As architects and designers, it is important we understand how the material choices we make can lead to environmental toxic exposures. Healthy Materials Lab is pleased to invite Dr. Robert Wright, Director of the Mount Sinai Institute of Exposomic Research, for a conversation about the toxic chemical exposures people may encounter in the built environment. This is a bigger issue than we all may realize.
"We often do not see or understand the really important things in life." - Dr. Robert Wright
The Mount Sinai Institute of Exposomic Research is developing a range of new techniques to measure environmental toxic exposure and its effects on human health. In the past, it has been very complicated to identify the toxic impact of chemicals on people—testing would happen over multiple years, and it would be difficult to make timely medical interventions or conduct environmental remediation.

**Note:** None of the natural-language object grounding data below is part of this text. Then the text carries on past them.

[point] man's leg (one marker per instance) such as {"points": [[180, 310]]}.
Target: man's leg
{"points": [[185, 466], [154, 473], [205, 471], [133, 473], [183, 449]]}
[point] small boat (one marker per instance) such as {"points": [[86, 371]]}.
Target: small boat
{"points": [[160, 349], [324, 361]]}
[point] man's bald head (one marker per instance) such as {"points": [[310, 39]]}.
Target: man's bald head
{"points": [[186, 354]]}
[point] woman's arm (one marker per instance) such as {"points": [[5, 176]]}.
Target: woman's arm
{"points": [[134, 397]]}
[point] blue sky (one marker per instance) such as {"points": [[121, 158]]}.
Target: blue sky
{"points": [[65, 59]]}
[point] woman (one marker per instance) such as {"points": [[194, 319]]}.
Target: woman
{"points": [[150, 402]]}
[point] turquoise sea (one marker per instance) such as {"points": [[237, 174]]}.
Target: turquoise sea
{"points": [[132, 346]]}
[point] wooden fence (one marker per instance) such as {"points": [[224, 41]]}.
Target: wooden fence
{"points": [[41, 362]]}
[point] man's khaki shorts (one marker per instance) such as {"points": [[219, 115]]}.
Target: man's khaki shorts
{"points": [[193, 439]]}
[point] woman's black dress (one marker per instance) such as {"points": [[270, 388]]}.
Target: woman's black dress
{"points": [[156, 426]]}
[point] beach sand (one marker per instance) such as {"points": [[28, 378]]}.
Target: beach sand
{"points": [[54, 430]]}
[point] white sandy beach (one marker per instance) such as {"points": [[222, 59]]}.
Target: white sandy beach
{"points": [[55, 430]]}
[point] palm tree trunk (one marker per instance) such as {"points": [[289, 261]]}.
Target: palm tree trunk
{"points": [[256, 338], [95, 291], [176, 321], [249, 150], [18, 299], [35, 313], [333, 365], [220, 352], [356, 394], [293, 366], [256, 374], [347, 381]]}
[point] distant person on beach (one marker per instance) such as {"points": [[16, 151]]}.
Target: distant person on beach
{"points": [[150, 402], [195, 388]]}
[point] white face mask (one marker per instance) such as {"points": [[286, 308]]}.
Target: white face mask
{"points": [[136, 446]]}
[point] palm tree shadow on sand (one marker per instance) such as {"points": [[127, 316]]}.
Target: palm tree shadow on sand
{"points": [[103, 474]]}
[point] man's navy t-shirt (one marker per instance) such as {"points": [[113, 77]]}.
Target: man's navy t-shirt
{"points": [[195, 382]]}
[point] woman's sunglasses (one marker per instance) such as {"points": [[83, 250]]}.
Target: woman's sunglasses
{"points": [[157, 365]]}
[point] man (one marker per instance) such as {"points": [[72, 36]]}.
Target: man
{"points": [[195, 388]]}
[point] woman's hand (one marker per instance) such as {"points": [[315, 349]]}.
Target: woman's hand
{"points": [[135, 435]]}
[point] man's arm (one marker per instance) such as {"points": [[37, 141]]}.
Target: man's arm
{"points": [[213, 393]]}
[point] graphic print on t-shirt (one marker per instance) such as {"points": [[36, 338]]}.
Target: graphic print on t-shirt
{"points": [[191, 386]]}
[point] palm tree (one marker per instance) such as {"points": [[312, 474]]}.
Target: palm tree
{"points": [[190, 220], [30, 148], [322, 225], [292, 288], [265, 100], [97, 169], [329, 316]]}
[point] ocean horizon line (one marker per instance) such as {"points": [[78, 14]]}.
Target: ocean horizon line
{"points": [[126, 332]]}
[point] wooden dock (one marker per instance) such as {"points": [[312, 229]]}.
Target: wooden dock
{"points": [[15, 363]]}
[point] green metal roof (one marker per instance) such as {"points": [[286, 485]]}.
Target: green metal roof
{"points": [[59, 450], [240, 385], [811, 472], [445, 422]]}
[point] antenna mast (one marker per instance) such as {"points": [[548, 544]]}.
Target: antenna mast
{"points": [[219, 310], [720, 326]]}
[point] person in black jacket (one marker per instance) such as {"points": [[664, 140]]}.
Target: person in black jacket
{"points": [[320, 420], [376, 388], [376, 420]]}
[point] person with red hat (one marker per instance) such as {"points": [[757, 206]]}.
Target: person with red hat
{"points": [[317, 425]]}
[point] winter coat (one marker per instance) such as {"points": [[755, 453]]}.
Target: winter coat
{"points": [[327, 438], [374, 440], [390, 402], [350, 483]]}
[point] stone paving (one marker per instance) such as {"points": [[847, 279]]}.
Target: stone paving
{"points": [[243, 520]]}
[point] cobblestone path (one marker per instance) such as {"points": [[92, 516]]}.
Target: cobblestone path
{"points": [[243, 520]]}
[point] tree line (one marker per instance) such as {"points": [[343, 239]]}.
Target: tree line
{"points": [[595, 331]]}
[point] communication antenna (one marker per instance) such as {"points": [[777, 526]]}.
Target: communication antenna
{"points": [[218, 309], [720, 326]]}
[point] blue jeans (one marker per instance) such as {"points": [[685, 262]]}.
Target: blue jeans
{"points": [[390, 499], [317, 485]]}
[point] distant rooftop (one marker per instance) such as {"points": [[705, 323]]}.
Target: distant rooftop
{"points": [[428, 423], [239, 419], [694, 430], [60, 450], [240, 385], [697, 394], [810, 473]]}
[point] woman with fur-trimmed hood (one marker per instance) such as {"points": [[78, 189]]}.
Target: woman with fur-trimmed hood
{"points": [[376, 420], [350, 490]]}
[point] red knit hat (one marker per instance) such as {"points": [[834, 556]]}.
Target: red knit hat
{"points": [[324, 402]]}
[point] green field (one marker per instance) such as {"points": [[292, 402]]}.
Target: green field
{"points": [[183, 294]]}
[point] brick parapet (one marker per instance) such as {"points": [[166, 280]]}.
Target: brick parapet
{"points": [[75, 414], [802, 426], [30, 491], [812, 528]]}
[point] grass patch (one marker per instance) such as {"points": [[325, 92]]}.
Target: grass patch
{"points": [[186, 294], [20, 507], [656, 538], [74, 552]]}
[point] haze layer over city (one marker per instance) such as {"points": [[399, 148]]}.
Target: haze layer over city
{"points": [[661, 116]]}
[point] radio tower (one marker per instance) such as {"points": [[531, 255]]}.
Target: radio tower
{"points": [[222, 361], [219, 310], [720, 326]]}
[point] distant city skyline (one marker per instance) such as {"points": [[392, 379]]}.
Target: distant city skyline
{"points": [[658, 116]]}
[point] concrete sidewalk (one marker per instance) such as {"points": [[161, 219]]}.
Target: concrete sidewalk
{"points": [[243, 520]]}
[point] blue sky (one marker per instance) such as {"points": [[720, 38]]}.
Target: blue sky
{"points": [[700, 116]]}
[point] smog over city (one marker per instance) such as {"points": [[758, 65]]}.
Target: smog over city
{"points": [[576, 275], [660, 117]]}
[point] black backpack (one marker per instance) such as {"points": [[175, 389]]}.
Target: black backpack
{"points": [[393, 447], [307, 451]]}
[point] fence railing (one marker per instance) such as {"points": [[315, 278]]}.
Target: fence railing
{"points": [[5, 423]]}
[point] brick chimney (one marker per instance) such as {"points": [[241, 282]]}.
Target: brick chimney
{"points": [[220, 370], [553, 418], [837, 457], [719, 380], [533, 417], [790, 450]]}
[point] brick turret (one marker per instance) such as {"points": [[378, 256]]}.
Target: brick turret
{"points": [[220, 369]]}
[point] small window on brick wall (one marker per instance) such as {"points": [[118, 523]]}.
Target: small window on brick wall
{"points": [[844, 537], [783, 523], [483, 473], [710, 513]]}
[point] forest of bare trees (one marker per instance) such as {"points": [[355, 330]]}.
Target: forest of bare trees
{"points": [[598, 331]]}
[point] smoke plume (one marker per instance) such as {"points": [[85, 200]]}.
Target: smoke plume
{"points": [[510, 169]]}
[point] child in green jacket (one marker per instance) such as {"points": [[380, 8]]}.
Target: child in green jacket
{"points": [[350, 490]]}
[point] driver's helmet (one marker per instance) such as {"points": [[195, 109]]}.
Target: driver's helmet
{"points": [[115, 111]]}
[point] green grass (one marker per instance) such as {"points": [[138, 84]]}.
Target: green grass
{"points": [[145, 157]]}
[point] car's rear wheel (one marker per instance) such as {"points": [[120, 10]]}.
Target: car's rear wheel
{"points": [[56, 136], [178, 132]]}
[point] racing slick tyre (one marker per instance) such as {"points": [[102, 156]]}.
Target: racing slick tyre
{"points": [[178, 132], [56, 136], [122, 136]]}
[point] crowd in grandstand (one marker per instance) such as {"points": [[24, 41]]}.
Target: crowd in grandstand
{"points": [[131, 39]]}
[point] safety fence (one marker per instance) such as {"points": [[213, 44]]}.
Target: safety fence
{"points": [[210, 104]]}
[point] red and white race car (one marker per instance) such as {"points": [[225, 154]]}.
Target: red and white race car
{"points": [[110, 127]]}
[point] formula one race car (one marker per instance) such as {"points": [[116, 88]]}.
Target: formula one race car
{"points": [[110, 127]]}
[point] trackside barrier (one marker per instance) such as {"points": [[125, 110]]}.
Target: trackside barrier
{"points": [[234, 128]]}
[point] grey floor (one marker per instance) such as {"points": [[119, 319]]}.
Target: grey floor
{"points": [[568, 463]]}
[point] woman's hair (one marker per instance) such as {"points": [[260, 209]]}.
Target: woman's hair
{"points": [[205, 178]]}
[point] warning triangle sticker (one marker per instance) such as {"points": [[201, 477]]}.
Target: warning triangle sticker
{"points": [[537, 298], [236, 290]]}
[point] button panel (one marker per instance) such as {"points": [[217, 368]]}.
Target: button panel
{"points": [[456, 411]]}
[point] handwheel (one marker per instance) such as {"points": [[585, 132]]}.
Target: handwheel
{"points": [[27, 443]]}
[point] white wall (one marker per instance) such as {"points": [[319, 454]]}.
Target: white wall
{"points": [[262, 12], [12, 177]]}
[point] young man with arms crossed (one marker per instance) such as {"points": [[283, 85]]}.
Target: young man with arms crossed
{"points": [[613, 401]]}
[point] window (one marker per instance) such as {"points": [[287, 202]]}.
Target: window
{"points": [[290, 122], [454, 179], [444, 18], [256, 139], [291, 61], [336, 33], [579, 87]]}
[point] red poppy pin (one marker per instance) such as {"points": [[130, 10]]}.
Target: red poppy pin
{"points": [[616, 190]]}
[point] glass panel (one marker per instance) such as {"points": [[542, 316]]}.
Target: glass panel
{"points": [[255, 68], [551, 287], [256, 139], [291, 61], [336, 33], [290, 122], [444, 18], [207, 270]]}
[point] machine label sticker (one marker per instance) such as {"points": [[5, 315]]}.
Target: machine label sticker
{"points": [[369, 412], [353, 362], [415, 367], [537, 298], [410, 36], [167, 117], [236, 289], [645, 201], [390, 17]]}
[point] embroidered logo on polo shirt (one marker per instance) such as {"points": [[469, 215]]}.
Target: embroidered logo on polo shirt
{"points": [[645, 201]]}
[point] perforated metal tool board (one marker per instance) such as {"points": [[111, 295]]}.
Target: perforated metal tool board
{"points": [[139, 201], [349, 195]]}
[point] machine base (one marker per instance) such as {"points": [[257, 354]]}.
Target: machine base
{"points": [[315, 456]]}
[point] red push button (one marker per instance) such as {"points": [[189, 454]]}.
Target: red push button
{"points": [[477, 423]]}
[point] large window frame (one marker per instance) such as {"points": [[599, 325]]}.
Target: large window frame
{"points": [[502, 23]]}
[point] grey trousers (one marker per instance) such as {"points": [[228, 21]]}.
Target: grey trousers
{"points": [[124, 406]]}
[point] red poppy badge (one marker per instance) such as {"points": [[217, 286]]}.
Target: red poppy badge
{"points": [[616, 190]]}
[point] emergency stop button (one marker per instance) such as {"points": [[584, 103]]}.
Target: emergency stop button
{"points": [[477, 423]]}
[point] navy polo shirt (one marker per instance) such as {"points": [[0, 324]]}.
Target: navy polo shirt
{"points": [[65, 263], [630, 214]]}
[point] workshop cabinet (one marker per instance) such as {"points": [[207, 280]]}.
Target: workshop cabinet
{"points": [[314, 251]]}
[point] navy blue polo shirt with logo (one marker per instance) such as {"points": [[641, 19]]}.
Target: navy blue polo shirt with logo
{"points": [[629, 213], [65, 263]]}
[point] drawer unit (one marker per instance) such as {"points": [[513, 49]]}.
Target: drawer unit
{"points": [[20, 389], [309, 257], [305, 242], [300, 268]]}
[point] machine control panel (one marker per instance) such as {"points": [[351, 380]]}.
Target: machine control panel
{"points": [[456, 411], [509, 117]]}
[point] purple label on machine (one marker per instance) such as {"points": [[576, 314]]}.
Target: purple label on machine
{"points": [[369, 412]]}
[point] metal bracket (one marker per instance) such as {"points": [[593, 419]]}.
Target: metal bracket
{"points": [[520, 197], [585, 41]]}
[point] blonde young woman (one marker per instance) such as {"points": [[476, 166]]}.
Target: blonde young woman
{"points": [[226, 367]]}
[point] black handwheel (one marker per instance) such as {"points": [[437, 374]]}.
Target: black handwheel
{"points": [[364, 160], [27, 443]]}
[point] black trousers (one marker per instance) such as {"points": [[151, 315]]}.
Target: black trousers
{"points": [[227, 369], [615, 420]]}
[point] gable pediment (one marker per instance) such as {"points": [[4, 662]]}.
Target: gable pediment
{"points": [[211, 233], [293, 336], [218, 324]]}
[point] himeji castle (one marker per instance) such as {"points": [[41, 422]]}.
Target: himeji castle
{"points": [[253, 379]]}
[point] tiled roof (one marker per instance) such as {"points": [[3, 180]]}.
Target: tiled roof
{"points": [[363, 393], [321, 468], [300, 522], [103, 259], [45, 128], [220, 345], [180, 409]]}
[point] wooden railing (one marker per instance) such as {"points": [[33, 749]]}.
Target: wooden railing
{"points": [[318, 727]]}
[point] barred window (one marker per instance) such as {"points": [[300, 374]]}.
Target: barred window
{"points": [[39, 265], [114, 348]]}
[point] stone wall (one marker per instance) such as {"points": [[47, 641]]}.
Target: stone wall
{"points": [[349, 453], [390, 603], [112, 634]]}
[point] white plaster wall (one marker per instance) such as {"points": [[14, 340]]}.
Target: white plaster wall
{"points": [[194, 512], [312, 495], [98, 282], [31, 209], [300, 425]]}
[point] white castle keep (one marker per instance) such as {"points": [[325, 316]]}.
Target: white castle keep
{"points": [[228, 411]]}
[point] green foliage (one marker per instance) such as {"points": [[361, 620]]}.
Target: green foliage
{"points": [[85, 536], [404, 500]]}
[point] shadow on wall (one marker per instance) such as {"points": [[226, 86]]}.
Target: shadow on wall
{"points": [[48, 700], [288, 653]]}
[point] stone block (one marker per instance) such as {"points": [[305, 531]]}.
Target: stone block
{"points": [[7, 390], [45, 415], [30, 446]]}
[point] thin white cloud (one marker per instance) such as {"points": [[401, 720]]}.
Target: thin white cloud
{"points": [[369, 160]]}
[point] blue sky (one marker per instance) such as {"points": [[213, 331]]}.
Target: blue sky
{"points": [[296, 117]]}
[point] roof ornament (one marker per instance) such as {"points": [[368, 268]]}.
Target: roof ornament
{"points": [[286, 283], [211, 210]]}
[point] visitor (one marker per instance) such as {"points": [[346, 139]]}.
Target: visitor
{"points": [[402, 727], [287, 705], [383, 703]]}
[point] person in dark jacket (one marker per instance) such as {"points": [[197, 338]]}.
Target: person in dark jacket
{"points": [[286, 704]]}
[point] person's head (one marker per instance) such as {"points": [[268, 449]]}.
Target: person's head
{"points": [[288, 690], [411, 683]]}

Now, not only can the causes of diseases be identified more quickly, but it is also possible for doctors to respond to and maintain human health over time. Today it is also possible to make environmental interventions to remediate or remove toxic sources. Exposure to environmental toxics like lead is often disproportionality higher in neighborhoods with a history of racist housing policies such as redlining and in areas where public and affordable housing is underfunded and undermaintained. Addressing and redressing the source of environmental pollutants is a way to achieve both environmental and racial justice.
About Dr. Robert Wright
Dr Robert Wright is the Ethel H Wise Chair of Environmental Medicine at Mount Sinai and has a transdisciplinary background in pediatrics, toxicology, genetics and environmental epidemiology. He established the Mount Sinai Institute for Exposomic Research in 2017 and is a leading physician advocate of incorporating exposomics into precision medicine and public health. He directs the Mount Sinai Human Health Exposure Analysis Resource Targeted Lab Hub. His research seeks to link exposomics and phenomics with life stage, employing data science to address complex problems in human health and disease research.